Let’s say no to intimidation of female aspirants

African Women Leaders Network chairperson Jennifer Riria (speaking), co-chairperson Rahab Muyu (left) and Kenya Women Traders Association CEO Benter Opande in Nairobi, last month. They cautioned politicians against using inflammatory language and hate speech.

Photo credit: File | Nation Media Group

What you need to know:

  • Female politicians must speak out in support of any of them attacked in any manner because of their gender.
  • Any form of attacks, threats and violence against women are meant to force them out of electoral competitions.

As the countdown to the August 9 polls continues, indications are clear that it will not only be highly competitive, but also heated up.

If the use of language at the political field is anything to go by, the media and the National Cohesion and Integration Commission have their jobs cut out for them. Thankfully, the media recognises the importance of general elections and its critical role of enabling a free, fair, credible, transparent and democratic process.

For this reason, the Media Council of Kenya, in partnership with media houses and other associations, put together comprehensive guiding principles in the coverage of the upcoming election.

In the Guidelines for Election Coverage 2021, media practitioners, owners and managers, expressed the determination to help the voter make informed choices, committed to adopting and abiding by the guidelines, which reflect the tenets of the Code of Conduct for the Practice of Journalism in Kenya, the Constitution and related laws.

Should journalists covering the election abide by the dictates of the guidelines, then coverage of women aspirants and indeed of all candidates – will be objective, fair and accurate.

In addition, their coverage (especially during campaigns) will not contain any obscenity, offensiveness, and tasteless language that is all too commonly hurled at women candidates, mostly by male rivals and allies.

Public interest

While political actors are public figures whose lives become of interest to the people they seek to represent, there is a limit to how much media practitioners can encroach on their private lives.

The new guidelines advise journalists covering elections to not intrude into a political actor’s private life without their consent, unless public interest is involved. This particular rule is significant.

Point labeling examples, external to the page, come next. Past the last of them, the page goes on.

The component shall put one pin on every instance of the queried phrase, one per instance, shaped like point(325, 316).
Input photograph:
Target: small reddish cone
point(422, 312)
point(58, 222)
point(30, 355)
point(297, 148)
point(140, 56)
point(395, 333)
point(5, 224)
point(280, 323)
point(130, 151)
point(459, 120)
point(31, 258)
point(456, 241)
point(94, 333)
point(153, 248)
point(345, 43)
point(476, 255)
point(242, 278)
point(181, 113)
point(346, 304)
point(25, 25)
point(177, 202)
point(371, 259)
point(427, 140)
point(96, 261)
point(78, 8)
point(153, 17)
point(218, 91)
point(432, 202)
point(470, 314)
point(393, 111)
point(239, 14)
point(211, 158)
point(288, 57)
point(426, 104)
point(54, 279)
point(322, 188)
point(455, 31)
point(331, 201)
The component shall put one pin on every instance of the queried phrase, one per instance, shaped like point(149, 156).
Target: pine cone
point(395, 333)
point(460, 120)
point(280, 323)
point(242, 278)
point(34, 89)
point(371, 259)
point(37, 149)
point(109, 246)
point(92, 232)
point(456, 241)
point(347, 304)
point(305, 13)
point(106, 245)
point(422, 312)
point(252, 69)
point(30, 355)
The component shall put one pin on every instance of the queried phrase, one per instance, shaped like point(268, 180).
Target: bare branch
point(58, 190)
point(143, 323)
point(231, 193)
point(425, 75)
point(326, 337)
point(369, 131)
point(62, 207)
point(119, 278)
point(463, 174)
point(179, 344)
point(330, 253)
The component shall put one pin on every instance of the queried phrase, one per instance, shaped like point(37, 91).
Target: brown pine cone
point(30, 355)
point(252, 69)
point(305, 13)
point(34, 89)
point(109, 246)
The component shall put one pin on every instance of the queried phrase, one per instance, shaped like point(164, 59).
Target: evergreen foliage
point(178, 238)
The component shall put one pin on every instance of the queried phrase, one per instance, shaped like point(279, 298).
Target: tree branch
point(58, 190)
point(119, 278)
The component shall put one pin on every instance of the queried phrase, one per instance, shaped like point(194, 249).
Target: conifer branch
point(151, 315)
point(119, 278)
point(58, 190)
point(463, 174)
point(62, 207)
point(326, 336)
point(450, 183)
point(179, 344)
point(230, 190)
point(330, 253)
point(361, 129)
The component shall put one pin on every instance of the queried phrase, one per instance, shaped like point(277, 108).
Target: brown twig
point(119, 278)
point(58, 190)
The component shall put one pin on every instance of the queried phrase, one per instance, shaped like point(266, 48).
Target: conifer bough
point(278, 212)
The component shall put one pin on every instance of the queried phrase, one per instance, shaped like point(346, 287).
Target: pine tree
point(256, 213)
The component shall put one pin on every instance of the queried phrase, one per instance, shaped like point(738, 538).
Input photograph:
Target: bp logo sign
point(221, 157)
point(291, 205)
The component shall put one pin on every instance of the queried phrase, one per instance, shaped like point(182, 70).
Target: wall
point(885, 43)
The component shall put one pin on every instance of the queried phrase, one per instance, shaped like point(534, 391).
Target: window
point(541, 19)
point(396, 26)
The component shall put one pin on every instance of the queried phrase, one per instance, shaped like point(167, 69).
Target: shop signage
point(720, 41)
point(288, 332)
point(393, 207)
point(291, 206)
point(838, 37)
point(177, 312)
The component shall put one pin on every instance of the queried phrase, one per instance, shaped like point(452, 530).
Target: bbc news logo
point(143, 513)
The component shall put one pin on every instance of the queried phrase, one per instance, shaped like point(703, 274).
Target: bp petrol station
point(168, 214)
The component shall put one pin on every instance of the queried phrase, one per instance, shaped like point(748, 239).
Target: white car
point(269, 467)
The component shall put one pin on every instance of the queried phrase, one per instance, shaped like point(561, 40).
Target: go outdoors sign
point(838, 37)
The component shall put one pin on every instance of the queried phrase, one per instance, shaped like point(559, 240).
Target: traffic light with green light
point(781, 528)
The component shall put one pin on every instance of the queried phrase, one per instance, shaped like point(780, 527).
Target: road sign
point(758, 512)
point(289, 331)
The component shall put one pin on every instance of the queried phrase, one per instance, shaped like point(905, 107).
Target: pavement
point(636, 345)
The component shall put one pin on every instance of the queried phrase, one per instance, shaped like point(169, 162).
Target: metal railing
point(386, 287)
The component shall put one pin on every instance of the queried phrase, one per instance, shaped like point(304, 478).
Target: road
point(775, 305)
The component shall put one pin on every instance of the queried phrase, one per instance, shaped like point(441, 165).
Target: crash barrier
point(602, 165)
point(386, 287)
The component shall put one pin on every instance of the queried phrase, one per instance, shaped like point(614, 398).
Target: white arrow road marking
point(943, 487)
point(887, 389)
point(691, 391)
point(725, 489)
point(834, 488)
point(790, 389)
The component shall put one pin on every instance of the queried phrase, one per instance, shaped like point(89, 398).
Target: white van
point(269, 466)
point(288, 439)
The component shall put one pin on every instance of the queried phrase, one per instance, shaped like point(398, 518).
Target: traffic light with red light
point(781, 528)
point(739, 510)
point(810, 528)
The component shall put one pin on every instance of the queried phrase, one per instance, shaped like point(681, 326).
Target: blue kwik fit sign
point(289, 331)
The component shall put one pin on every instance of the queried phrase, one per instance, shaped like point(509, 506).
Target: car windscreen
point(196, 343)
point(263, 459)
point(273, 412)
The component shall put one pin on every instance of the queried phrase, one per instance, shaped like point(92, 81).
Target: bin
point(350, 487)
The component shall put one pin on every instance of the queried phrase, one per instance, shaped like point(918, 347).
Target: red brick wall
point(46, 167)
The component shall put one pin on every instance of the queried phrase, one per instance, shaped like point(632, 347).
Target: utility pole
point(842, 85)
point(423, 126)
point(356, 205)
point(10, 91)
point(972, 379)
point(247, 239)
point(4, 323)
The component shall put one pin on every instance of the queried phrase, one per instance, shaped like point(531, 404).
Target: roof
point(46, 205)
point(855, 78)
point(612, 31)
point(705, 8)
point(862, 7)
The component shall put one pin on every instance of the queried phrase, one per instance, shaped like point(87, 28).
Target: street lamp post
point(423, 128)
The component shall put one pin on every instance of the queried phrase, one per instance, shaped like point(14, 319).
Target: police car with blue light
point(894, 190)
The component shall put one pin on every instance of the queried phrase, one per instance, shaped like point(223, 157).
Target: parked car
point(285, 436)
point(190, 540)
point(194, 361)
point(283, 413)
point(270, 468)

Potential female politicians have been known to abandon their political bid out of fear of having their private lives and that of their families, exposed.

This – in addition to the fear of violence, verbal and physical attacks, in many cases by goons hired by rivals aimed at the female candidates and their families – has been known to be one of the key hurdles to women’s participation in elections. It is a challenge that women aspirants often highlight in related training and workshops.

The guidelines for elections coverage are also broad on gender-sensitive reporting and the requirement to incorporate interests of all, irrespective of gender in the electoral process.

Dealing with journalists

The failure to observe this rule in the general election would mean continued perpetuation of limitations, obstructions and impediments to a fair and level field in elections, with women and people with disabilities on the receiving end.

It is important that women aspirants access this guide, which, although meant for journalists, is a helpful source of information since dealing with journalists while at it, will be inevitable.

Getting to know how to deal with the media and other stakeholders in the electoral process for women aspirants, is as crucial as it is for the same to support each other in the face of harassment and any other form of abuse directed at them because of their gender.

Any form of threats and violence against women gunning for seats in elections is usually aimed at intimidating them off the competition.
As such, women politicians must take it upon themselves to speak out in support of any of them attacked because of their gender.

Any form of gender-based violence (GBV) and unacceptable behaviour by mostly male political rivals, is unacceptable and women candidates need to make this clear.

In the matters of GBV and bias in politics – all so common during campaigns – women from all sides of the political divide, need to close ranks and address such attacks, as they say no to intimidation. This is important as part of raising awareness of discrimination, stigmatisation, violations and violence against women in politics.

This struggle for clean politics and fairness in elections must go beyond political party loyalty.

Ms Rugene, a former Nation parliamentary editor, is founder, The Woman’s Newsroom Foundation, and consulting editor.